At the top I encountered the second crazy-muddy section of trail of the day—a massive swampy area, basically one giant puddle, that was impossible to skirt. So I plunged sloppily through, then pressed forward, feet squelching, along the dirt road leading to what I thought was the final aid station. There, I zigged sharply back left onto a private road for the final 4.5 miles, which alternate through open, flower-filled grassland (boggy this year) and charred forest. Unlike the previous year, my legs didn’t protest at the slightest uphill and my mind didn’t mutiny, fried by the uninterrupted sun.
A fun surprise came around mile 25, when an unexpected aid station crewed by hyper-enthusiastic students from Seattle’s The Bush School appeared around a bend in a blaze of blue and a blare of cheers and clapping. “Yeah, 73!” cried out a lanky teenage boy who ran alongside me for a couple meters toward his friends. Their excitement gave me an added boost, though I mentally willed them to stop telling runners it was “all downhill from here,” because I knew it was not.
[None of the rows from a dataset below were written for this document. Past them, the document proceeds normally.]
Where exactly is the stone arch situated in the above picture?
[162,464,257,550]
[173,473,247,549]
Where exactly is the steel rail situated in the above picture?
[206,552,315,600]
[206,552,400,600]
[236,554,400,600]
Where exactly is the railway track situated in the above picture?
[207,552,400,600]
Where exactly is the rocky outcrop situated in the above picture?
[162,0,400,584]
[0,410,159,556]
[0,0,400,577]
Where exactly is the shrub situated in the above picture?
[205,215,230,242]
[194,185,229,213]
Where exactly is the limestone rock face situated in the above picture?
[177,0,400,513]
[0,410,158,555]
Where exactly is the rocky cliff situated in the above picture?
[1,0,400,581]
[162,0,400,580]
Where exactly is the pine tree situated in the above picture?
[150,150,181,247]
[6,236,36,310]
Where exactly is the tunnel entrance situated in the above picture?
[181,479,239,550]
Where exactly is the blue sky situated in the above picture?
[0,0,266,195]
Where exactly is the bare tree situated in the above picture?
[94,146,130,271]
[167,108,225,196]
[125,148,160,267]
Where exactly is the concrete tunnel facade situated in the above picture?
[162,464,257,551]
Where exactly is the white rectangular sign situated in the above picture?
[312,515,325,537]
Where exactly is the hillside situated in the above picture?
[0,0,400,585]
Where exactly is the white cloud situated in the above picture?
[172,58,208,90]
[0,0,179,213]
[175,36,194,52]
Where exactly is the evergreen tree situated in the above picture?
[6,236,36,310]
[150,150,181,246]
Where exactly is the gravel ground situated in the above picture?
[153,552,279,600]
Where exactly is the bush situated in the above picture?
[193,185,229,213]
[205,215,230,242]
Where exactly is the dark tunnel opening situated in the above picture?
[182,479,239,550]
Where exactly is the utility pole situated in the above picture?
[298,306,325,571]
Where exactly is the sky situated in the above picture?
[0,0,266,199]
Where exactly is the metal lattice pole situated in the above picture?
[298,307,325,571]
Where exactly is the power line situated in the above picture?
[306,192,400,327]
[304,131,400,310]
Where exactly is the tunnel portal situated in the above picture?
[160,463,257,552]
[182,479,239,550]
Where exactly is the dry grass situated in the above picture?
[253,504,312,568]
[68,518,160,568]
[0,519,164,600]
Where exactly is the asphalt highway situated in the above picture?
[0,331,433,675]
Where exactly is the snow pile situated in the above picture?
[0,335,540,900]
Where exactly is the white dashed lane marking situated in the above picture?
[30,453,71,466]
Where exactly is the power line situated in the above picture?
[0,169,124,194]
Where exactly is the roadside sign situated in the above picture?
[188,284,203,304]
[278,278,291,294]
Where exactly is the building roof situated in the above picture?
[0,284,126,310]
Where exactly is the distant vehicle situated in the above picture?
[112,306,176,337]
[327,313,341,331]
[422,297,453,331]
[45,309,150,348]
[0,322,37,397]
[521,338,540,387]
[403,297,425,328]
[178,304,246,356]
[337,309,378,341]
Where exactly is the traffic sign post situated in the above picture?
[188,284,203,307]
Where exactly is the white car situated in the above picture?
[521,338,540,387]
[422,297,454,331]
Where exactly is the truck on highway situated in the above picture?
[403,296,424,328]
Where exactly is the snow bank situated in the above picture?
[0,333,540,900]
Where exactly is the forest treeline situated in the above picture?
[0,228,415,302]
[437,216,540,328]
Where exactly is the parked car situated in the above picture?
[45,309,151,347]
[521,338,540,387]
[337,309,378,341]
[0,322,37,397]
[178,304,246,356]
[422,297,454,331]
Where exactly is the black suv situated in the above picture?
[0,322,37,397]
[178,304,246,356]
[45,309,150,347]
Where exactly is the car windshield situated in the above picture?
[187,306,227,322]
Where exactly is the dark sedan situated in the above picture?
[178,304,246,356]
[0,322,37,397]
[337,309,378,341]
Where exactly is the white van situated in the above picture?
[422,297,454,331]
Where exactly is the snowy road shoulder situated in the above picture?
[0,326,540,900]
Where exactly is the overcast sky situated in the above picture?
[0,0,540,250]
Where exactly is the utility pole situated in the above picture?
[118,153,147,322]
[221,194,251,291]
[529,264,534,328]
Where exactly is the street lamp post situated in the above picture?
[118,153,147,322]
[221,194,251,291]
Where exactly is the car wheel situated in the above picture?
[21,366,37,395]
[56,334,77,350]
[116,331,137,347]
But soon the downhill did come, and I charged as best I could without skidding out on the sandy tread. One mile later, after a short, unsteady stretch along what felt like a cobblestone street to my taxed muscles, I crested the final uphill into the grassy finish chute. I stopped my watch when I crossed the line, where Alison was handing out finishers’ medals. She grabbed my wrist to look. “4:05! Awesome!” Not quite my goal time, but also not too far off—and 19 minutes better than my 2014 time, 22 minutes better than 2016. I melted quickly from go-go-go race mode into post-race elation, hugged my husband who was waiting at the end of the chute (he’d finished the half marathon an hour before), and eagerly recapped the morning for him. Julie, our neighbor, came in not long after, exhausted but thrilled with her achievement and expanded by that new sense of the possible.
Looking back over the race, there isn’t much I would do differently. Sure, I could always be stronger and more assertive on the hills and speedier on the flats, but that’s a matter of additional training and preparation. When it came to using what I had on tap, I feel like I gave it my all; next year I’ll return with extra reserves. Thanks to the cooler weather, I was able to stay properly fueled, and having my hydration vest encouraged me to drink early and often. But no advantage beats that tailwind at my back, which carried me more swiftly to the finish than I ever thought possible.
A note on distances: I’ve given the leg distances here as Methow Trails provides them, but according to my Garmin watch these are slightly off. My watch gave the total distance as 26.7 miles, which is 0.3 mile longer than what the Methow Trails distances add up to.
Great job, Laura! You can find her at the Sun Mountain 50k this coming weekend-good luck!